Accordingly, for the foregoing separate and independent reasons, it is hereby
ORDERED, ADJUDGED AND DECREED that the defendant's indebtedness to plaintiff in the sum of $36,000 be, and it is hereby, declared to be nondischargeable in bankruptcy. It is further, accordingly,
ADJUDGED that plaintiff have and recover the same sum from defendant plus interest at the rate of 12% per annum from August 1, 1982.
NOTES
[1]  If this rule were generally to be accepted, obligations for past due alimony, maintenance or support would be dischargeable, as would most "hold harmless" obligations. The cases, without exception, however, hold to the contrary.
[2]  The Williams decision, for instance, involved, in part, attorney's fees for services which had been performed long before the award made by the court. The services for which the fees were awarded were, in fact, performed prior to the award of the dissolution court. And the Williams case cited with approval the prior decision of this court in In re Jensen, 17 B.R. 537 (Bkrtcy.W.D.Mo.1982), in which this court held obligations to pay for debts formerly incurred to be nondischargeable in bankruptcy.

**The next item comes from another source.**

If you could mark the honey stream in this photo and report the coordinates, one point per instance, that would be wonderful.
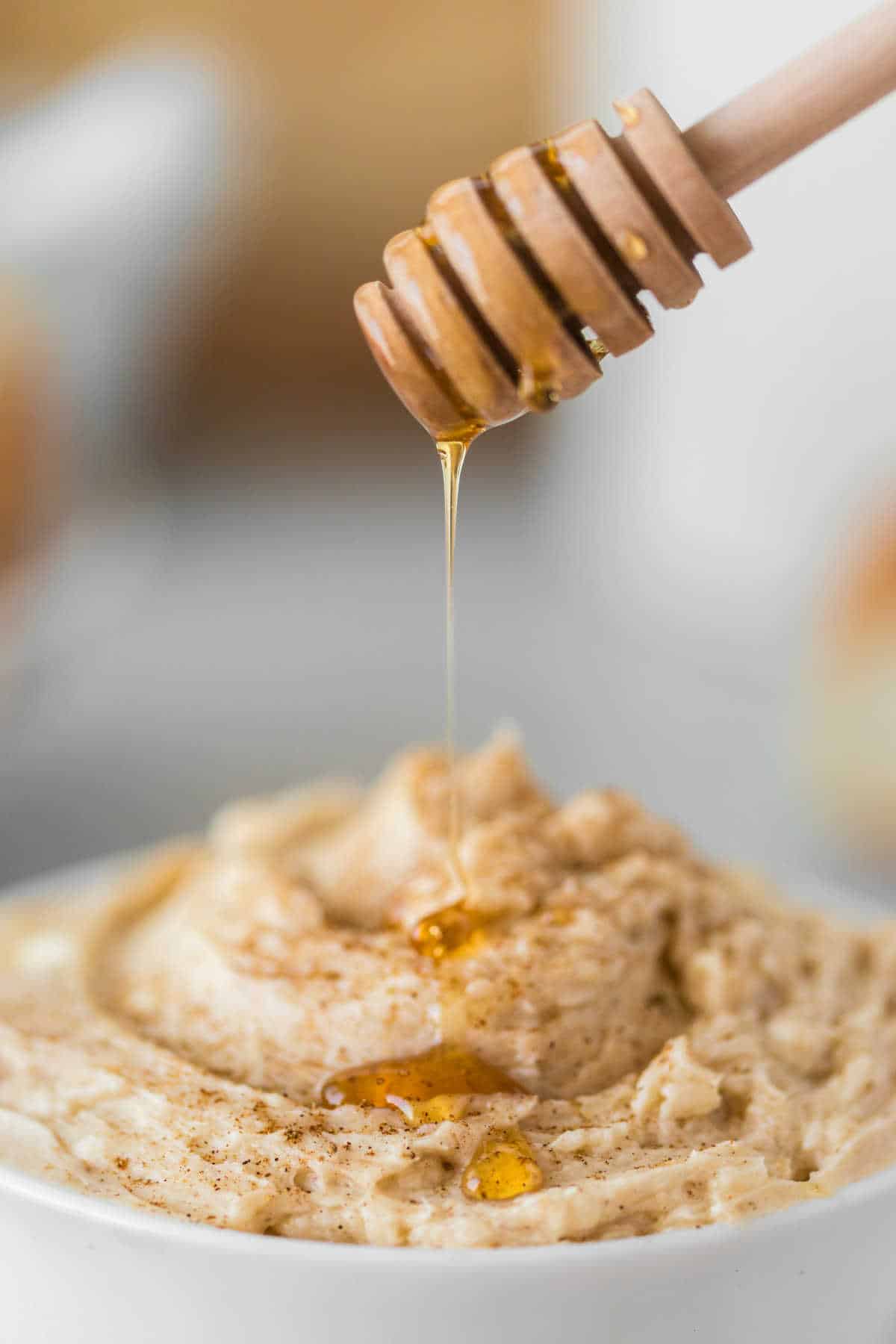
(452, 456)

[3]  In that case, the nondischargeable award was, in part, for dental services rendered prior to the dissolution decree and paid for by the debtor's former spouse. Thus, as in the case at bar, the award was in the form of compensation for a past necessary. The earmarking of the payment for use to purchase a necessary in the future was not a consideration in making the award.

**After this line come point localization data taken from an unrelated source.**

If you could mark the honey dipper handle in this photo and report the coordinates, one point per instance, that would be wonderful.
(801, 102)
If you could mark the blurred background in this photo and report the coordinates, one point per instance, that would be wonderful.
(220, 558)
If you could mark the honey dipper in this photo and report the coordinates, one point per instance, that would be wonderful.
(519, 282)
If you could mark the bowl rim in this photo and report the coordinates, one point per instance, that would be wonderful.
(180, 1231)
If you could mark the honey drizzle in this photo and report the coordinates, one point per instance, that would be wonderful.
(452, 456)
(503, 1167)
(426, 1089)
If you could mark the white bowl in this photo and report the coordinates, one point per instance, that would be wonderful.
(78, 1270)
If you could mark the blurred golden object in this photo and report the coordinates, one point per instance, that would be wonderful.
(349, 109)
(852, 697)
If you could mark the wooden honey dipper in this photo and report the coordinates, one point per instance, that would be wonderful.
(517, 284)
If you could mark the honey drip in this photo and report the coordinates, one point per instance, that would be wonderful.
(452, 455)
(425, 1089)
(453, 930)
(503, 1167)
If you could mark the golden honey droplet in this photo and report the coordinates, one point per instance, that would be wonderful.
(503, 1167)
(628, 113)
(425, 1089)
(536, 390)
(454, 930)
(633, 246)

[4]  See note 3, supra. If a party's obligation to another is based upon his disposition or appropriation of a necessary of another, it would seem that the obligation is on account of a necessary.

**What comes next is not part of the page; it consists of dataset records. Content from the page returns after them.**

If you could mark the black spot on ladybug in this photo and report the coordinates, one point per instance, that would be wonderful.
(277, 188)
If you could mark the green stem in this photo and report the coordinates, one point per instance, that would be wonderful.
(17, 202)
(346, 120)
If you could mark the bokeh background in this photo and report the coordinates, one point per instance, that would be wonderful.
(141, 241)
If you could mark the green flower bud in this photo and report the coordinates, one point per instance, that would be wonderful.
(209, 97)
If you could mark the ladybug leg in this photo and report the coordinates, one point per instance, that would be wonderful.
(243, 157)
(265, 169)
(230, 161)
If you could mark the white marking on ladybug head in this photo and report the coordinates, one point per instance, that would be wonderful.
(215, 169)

[5]  See tr. 8 of the hearing of January 3, 1986, in which the plaintiff states that she received one lump sum award of $32,125, which the defendant paid; that she was to additionally receive maintenance of $750 per month for a year; and that the $36,000 was to be paid by August 1, 1982, or bear interest at 12% per annum thereafter. On tr. 9, she further states that, with the $23,000 she bought a house in Belton, Missouri; and that it was her belief and understanding that the $36,000 was designed to be paid to her when the $750 per month had run out "for maintenance . . . and that is why it was to be paid after the official maintenance terminated."
[6]  See note 5, supra.
[7]  Cf. note 4, supra.
[8]  See note 5, supra.
[9]  In the Stout case, the bankruptcy court had gone the other way, holding the obligation to be dischargeable. But, in view of the court appeals' statement to this effect, this only shows the wide latitude to be granted to the bankruptcy court in this regard.
[10]  The district court determination seems partly to be based on the current possible inability of the defendant to make the rather large payment. But the bankruptcy courts may not balance the plaintiff's right to nondischargeable maintenance against the debtor's right to rehabilitation. It is the comparative financial abilities of the parties at the time of dissolution which alone is relevant. See, e.g., In re Williams, 703 F.2d 1055 (8th Cir.1983).
[11]  Thus, it was found that the plaintiff not only had not been able to keep a job, but that her employment prospects were dimmed by her nervous disorders and her lack of job experience and training of any caliber. Although it was not shown that the defendant had great financial ability at the time, his financial ability was found to be distinctly greater than hers, and his earning power was clearly greater.
[12]  The decision at bar may be based on this factor alone, even if all of the other facts cited herein are found to be an insufficient ground for decision.
[13]  Thus, on page 9 of the transcript of the hearing, she stated that "the way I understood it that it was for mylivelihood" (referring to defendant's duty to pay the $36,000). Further, she adverted to the fact that the $36,000 was due to be paid right after the 1-year duty to pay $750 per month would run out as supporting her understanding that it had been mutually agreed that the award would be one of maintenance.